- Born: 1985 or 1986 (age 39–40) Birmingham, England
- Occupation: Actress
- Years active: 2005–present

= Flora Spencer-Longhurst =

British actress

Flora Spencer-Longhurst (born ) is an English actress. She is known for her roles in the CBBC series Leonardo (2011), and the FX series The Bastard Executioner (2015).

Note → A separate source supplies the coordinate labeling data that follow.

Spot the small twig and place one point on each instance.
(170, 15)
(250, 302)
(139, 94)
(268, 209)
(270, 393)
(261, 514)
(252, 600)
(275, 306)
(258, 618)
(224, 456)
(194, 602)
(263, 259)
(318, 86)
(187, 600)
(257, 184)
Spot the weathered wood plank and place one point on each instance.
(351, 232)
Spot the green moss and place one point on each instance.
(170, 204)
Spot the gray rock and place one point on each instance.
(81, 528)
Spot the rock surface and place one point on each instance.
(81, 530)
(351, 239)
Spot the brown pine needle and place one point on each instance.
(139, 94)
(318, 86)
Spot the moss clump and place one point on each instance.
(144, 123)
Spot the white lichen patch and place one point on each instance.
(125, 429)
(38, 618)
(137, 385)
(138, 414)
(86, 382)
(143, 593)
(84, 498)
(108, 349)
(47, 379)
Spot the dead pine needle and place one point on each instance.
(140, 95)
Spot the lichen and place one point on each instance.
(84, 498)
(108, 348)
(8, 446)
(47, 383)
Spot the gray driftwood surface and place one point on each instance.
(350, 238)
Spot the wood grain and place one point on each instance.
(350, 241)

== Early life and education ==

Spencer-Longhurst joined the National Youth Music Theatre at age eleven. She subsequently studied at Manchester University.

==Career==
Spencer-Longhurst made her television debut in 2005 in the BBC television series Dalziel and Pascoe. Her professional stage debut was in 2007 at the Young Vic Theatre in a critically acclaimed production of The Member of the Wedding where she played the part of Frankie Addams. She played Rosalie in the Lillian Helman play The Children's Hour at The Royal Exchange Theatre, Cecily in a musical adaptation of Oscar Wilde's The Importance of Being Earnest, and had also performed the role of Belle in a stage version of A Christmas Carol at the King's Head Theatre. In addition, she had roles as Reza in the West End production of the musical Once and Lavinia in Titus Andronicus at Shakespeare's Globe.

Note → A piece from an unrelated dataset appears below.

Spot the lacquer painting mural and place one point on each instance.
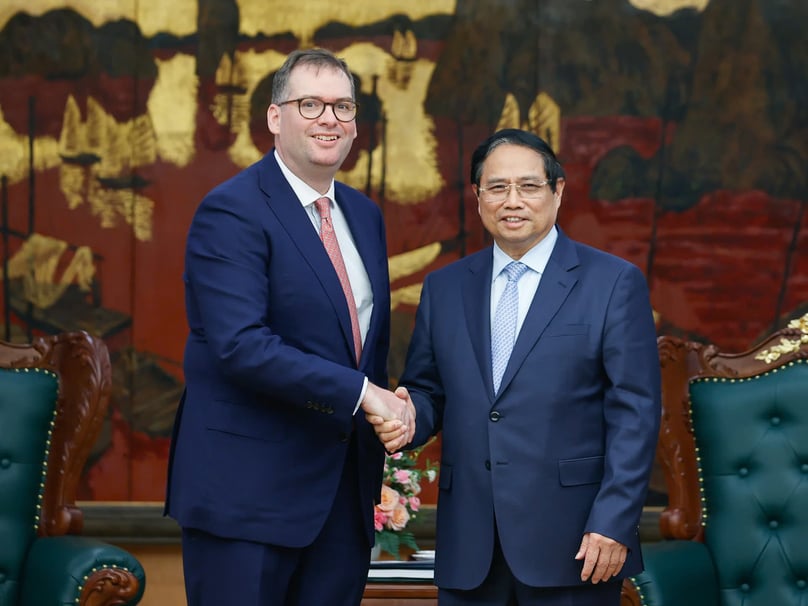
(682, 125)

In 2011, she played the dual role of Lisa and Tomaso in the CBBC series Leonardo where she played the part of a girl disguised as an apprentice male artist. Other roles in television included Losing It with Martin Clunes, and the 2006 pilot episode of Lewis. Her motion picture debut Walking with the Enemy had won her a Best Supporting Actress award at the Fort Lauderdale International Film Festival and was released in April 2014. She has also appeared in Wallander, Unforgiven, "Father Brown", and Walking with the Enemy.

==Acting credits==

=== Film and television ===
- Dalziel and Pascoe (TV series) "Dust Thou Art" (2005) – Lisa Johnstone
- Lewis (2006 TV film, pilot episode) – Jessica Pollock
- Losing It (2006 TV film) – Erica MacNaughton
- The Family Man (2006 TV film) – Chloe
- The Afternoon Play (TV series) "The Real Deal" (2007) – Laura Fisher
- Wallander (TV series) "One Step Behind" (2008) – Isa
- Unforgiven (2009 TV series) – Emily Belcombe
- Comedy Showcase (TV series) "Chickens" (2011) – Gracie
- Taken (2011 short film) – Jill Maine
- Leonardo (2011–12 TV series) – Lisa/Tomaso/Tom
- Father Brown (TV series) "The Face of Death" (2013) – Lucia Galloway
- Beautiful Relics (2013 short film)
- Walking with the Enemy (2014) – Rachel Schoen
- The Bastard Executioner (TV series) (2015) – Baroness Lowry "Love" Aberffraw Ventris
- Oasis (TV Series) (2017) - Bea
- Midsomer Murders (TV Series) "The Curse of the Ninth" (2017) - Natalie Wheeler
- The Irish Connection (2022) - Alice Baker

=== Theatre ===
- Member of the Wedding (Young Vic Theatre) 2007 – Frankie Addams
- Ghosts (Young Vic Theatre) 2008 – Regina Engstrand
- Girl With a Pearl Earring (Theatre Royal Haymarket) 2008 – Cornelia Vermeer
- The Children's Hour (Royal Exchange Theatre) 2008 – Rosalie Wells
- A Christmas Carol (King's Head Theatre) 2009 – Belle
- The Beggar's Opera (Open Air Theatre) 2011 – Polly Peacham
- The Importance of Being Earnest (Theatre Royal, Windsor) 2011 – Cecily Cardew
- Once (Phoenix Theatre) 2013 – Reza
- Titus Andronicus (Shakespeare's Globe) 2014 – Lavinia
- Love's Labour's Lost (Royal Shakespeare Theatre) 2014 – Katharine
- Love's Labour's Won (also known as Much Ado About Nothing) (Royal Shakespeare Theatre) 2014 – Hero
- A Christmas Truce (Royal Shakespeare Theatre) 2014 – Mrs. Godrey
- The Real Thing (2017) for director Stephen Unwin, playing Annie — Theatre Royal, Bath.